Some Harris allies and aides milled about after Richmond left the stage, visibly upset, clearly surprised by the results and questioning what had gone wrong to make the map look so red so quickly.

“I was very shocked about the call in North Carolina,” Rep. Jasmine Crockett, who has been campaigning for Harris in battleground states, told NOTUS just after she heard the call.

Others were more direct: “I want to go home, get in my own bed and cry,” said one person who has been in the vice president’s orbit since her first run for president.

Another House Democrat in the Congressional Black Caucus left campus early, telling NOTUS they had been repeatedly checking their phones, nervous for updates on Democrats’ prospects in both the House and the presidential race.

And a third simply replied to a Signal with one word: “brutal.”

Many parroted campaign talking points that there was still time for the map to turn around (technically, still true) and for Harris to be victorious.

“There’s still a while to go,” one senior aide told NOTUS just after 11 p.m. “Detroit hasn’t even been counted.”

Leaving Howard’s campus, Richmond quickly told reporters he was still “hopeful.”

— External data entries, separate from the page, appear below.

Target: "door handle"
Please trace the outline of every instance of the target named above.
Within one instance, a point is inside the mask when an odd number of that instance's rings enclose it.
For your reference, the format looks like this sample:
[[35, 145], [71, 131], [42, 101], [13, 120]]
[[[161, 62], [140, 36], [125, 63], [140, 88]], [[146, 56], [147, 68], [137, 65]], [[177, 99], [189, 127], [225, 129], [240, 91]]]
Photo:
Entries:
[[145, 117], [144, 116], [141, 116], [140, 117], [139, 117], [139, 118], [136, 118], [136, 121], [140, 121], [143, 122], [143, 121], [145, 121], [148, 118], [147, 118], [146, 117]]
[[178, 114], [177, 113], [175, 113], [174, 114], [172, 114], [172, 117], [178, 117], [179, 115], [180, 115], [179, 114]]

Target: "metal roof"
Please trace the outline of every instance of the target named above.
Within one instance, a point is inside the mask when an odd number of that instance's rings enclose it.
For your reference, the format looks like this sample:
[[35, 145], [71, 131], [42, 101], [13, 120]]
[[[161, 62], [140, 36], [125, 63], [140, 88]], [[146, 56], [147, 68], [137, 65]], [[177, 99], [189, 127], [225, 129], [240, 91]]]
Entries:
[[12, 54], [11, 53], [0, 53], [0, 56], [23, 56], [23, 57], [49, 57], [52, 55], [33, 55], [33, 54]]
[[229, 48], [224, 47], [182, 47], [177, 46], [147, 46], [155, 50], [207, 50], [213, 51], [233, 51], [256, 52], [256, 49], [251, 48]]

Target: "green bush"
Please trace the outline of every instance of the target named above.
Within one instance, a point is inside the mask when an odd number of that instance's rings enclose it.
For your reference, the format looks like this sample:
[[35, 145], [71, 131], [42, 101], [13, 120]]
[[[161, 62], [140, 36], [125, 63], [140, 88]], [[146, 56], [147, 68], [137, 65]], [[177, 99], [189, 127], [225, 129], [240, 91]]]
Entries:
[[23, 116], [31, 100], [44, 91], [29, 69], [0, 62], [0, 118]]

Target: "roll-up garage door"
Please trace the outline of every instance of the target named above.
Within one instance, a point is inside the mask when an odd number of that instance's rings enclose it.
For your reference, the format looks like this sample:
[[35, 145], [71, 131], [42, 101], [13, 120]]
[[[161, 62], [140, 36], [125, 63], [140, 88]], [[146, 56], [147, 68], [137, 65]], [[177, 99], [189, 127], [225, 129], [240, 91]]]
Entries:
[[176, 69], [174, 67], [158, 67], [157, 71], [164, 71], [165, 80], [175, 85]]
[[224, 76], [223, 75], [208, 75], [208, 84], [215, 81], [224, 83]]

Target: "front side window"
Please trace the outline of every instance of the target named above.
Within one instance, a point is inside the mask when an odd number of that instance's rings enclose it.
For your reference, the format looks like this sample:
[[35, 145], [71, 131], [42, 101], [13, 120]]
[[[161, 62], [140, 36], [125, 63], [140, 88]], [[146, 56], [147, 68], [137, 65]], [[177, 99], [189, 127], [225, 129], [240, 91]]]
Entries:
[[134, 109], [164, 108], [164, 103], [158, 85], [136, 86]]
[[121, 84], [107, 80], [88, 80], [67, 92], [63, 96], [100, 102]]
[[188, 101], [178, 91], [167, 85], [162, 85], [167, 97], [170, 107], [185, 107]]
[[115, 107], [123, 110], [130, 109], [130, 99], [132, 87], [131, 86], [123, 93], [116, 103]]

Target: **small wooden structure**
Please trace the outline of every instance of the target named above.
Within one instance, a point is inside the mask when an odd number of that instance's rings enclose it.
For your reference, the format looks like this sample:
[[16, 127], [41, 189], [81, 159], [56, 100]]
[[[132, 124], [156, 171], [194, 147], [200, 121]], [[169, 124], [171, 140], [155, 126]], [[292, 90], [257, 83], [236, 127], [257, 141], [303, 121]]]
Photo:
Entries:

And Steven Benjamin, a senior adviser to the Biden administration, told NOTUS in a walking interview while he was leaving, “We haven’t lost anywhere we were supposed to win.” When asked if he was surprised by North Carolina, he said no, but Georgia was a different story.

“I expected more out of Georgia,” he said. Benjamin had left a dinner at the White House with the president earlier in the evening, alongside other assistants to the president, and said Biden was “enthusiastic” about the results when he left him, and Benjamin himself was still hopeful.

But it’s unclear how far that hope truly extends.

“I think people are disappointed and concerned,” one Democratic operative close to the Harris campaign said about the current mood at campaign headquarters. Another senior Democrat with a direct line to the campaign leadership said the mood at the vice president’s residence was “stale.”

Leadership — a small group of whom have been holed up in the vice president’s residence watching the results trickle in while others were in the war room in Wilmington, Delaware — still believes Harris has a narrow but existent path to victory, running through the “blue wall,” and have relayed as much to the vice president, the senior Democrat said.

But the reality for others has already started to set in, with the most hope lingering on the House.

And to that point, before Richmond took the stage, former House Speaker Nancy Pelosi entered the Blackburn University Center flanked by a large entourage and told NOTUS she was feeling “very good,” and that she was getting “good reports.”

But it was unclear which body of government she was talking about.

Jasmine Wright is a reporter at NOTUS. Calen Razor is a NOTUS reporter and an Allbritton Journalism Institute fellow.